L'aggressione e le indagini per omicidio preterintenzionale
La tragica sequenza degli eventi ha avuto inizio nella notte di domenica 9 agosto. Diomede Barchiesi era intervenuto in una lite a Fossacesia per difendere il figlio, quando un diciottenne gli sferrò un violento pugno al volto.
La caduta a terra che ne seguì causò un grave impatto alla testa. Trasportato d'urgenza all'ospedale di Pescara, le sue condizioni furono subito giudicate disperate, e l'uomo fu ricoverato in coma fino al decesso, avvenuto venerdì scorso.
In seguito ai fatti, la Procura di Lanciano, con il sostituto procuratore Elena Belvederesi, ha contestato al diciottenne indagato il reato di omicidio preterintenzionale. I familiari della vittima, assistiti dall'avvocato Maria Chiara De Fidelibus, hanno nominato il dottor Riccardo Di Tanna come consulente di parte. La difesa dell'indagato, rappresentata dagli avvocati Rosario Di Giacomo e Alessandro Zaottini, si avvale della consulenza della dottoressa Paola Vellante.
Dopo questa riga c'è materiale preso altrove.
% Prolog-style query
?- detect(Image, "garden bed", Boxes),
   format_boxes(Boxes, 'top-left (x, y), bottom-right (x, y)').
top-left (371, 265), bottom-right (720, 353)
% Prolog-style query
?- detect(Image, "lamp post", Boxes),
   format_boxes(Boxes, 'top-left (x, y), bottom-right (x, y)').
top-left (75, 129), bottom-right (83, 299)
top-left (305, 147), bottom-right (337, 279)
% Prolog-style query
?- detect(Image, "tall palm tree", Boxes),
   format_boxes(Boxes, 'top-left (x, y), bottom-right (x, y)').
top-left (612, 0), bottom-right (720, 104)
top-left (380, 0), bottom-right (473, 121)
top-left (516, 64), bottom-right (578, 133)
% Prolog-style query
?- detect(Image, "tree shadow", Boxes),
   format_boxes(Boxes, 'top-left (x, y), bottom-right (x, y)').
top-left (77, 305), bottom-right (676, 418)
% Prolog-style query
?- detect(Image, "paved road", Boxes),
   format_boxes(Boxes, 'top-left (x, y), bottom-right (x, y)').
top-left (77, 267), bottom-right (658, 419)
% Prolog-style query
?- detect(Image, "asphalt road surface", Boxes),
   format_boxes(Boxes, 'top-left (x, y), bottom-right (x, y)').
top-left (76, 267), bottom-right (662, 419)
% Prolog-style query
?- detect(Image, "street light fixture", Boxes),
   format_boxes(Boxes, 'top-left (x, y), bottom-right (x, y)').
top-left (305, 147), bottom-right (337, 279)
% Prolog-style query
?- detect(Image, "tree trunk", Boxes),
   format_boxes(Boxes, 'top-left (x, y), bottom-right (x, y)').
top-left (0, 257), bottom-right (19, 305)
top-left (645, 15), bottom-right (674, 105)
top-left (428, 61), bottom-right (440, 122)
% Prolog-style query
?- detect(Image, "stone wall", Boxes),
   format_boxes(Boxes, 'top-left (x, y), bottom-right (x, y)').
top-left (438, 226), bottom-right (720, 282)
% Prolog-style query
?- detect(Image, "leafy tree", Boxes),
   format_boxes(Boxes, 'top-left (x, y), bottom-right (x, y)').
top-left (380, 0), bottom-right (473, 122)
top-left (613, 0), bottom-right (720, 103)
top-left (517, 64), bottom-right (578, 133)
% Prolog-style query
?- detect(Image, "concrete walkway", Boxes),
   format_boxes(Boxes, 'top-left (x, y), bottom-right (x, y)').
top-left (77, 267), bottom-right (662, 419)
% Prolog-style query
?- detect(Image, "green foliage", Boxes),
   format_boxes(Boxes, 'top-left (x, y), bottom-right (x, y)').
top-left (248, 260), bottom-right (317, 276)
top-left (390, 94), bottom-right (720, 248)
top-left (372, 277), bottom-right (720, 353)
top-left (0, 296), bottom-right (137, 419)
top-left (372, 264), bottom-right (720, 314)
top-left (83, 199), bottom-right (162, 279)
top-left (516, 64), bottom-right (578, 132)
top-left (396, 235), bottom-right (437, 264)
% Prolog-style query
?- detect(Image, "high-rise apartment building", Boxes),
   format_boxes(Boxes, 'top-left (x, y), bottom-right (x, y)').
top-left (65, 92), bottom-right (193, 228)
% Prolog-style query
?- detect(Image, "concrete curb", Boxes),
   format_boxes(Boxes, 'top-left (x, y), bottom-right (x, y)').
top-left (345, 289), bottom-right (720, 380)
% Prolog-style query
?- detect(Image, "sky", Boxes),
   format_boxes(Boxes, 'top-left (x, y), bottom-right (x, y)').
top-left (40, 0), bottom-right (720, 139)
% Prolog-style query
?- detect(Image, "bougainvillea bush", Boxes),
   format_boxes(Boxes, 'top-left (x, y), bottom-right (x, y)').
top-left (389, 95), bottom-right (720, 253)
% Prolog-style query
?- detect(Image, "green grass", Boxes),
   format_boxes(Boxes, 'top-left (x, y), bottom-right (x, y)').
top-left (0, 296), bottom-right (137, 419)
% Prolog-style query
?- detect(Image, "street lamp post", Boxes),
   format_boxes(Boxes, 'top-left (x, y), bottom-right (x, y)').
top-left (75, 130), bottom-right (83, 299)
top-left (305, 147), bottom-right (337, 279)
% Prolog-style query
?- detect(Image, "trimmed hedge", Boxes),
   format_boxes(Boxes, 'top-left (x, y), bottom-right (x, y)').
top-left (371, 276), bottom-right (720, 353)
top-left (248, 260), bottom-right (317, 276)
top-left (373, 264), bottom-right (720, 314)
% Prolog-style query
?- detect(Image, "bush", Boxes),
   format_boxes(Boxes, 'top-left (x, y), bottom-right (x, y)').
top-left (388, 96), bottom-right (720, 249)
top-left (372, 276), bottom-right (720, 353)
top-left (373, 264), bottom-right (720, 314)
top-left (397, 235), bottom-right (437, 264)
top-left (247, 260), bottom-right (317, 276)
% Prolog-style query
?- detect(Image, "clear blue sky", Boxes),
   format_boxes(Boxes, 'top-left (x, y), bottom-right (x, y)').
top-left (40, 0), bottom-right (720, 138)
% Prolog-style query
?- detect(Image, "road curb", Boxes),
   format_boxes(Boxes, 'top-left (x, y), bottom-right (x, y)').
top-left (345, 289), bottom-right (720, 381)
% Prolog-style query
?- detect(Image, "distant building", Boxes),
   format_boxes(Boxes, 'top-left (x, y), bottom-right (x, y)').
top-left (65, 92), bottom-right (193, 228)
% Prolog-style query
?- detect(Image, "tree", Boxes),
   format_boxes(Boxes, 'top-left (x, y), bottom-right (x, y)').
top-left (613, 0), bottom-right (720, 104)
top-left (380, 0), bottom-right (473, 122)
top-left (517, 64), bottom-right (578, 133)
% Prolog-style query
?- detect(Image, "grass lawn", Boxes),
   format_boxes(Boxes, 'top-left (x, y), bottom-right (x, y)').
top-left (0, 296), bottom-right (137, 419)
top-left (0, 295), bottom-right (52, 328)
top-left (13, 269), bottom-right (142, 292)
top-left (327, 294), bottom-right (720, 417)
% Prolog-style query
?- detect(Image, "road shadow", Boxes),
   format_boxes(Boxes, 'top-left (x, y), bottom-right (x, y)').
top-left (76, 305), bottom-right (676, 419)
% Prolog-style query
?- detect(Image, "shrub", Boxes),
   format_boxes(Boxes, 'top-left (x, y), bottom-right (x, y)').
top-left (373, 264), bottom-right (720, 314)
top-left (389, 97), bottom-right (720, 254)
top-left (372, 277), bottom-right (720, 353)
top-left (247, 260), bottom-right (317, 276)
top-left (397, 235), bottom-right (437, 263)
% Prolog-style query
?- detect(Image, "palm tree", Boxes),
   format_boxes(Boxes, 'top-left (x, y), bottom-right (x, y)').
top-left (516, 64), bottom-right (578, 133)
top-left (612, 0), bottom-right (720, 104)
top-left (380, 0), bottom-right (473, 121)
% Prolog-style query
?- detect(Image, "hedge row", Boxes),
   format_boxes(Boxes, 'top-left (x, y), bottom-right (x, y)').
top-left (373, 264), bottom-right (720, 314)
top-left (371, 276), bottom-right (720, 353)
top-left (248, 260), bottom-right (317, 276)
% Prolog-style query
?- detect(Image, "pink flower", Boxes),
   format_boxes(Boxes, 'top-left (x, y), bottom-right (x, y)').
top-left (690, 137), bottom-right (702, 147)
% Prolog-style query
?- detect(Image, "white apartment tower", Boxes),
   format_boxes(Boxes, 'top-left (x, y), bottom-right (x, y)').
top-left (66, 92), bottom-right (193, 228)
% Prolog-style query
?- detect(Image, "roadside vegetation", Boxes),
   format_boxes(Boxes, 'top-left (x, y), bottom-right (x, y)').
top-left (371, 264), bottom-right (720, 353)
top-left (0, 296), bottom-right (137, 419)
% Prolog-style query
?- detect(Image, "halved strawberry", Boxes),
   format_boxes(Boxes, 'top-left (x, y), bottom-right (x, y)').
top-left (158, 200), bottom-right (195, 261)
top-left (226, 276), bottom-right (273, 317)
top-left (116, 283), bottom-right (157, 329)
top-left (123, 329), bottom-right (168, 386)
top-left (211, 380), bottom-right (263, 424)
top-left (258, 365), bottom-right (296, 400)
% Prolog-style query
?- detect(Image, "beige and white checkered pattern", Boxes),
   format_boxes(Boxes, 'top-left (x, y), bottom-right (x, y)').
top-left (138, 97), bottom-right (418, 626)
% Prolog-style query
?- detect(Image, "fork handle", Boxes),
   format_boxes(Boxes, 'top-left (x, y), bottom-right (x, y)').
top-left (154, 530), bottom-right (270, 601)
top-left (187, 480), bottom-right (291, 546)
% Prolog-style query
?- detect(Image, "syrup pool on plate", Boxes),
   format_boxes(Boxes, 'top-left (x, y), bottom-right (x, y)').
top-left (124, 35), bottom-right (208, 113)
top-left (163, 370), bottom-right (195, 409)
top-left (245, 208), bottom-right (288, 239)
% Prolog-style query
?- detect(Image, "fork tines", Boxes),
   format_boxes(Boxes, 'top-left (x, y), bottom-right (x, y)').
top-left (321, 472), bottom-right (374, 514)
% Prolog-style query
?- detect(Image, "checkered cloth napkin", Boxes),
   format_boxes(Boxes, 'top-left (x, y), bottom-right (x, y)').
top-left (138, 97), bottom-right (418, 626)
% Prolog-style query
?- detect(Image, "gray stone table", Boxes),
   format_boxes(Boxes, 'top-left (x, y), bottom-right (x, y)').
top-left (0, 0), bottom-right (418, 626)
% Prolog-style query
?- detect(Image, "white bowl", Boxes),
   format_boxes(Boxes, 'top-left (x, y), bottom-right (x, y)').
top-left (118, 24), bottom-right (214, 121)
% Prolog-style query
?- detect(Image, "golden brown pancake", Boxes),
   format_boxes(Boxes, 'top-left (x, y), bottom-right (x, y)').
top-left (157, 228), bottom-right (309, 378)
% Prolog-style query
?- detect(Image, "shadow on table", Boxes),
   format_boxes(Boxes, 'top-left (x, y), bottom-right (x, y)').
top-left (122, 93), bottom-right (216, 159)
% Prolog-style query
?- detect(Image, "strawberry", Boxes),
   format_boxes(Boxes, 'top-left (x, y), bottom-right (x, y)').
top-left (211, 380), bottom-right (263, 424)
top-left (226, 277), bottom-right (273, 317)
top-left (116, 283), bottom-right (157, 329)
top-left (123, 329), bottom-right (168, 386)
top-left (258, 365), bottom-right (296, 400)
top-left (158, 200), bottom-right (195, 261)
Il ruolo della Procura di Lanciano nel procedimento
La Procura della Repubblica di Lanciano, in quanto ufficio giudiziario competente per il territorio in cui si sono svolti i fatti, coordina l'inchiesta. Sotto la guida del procuratore della Repubblica, l'ufficio svolge le indagini e l'azione penale per i reati commessi nel circondario. In questo caso, la Procura dispone gli accertamenti tecnici, come l'autopsia, e valuta le responsabilità penali degli indagati, garantendo il rispetto delle procedure legali.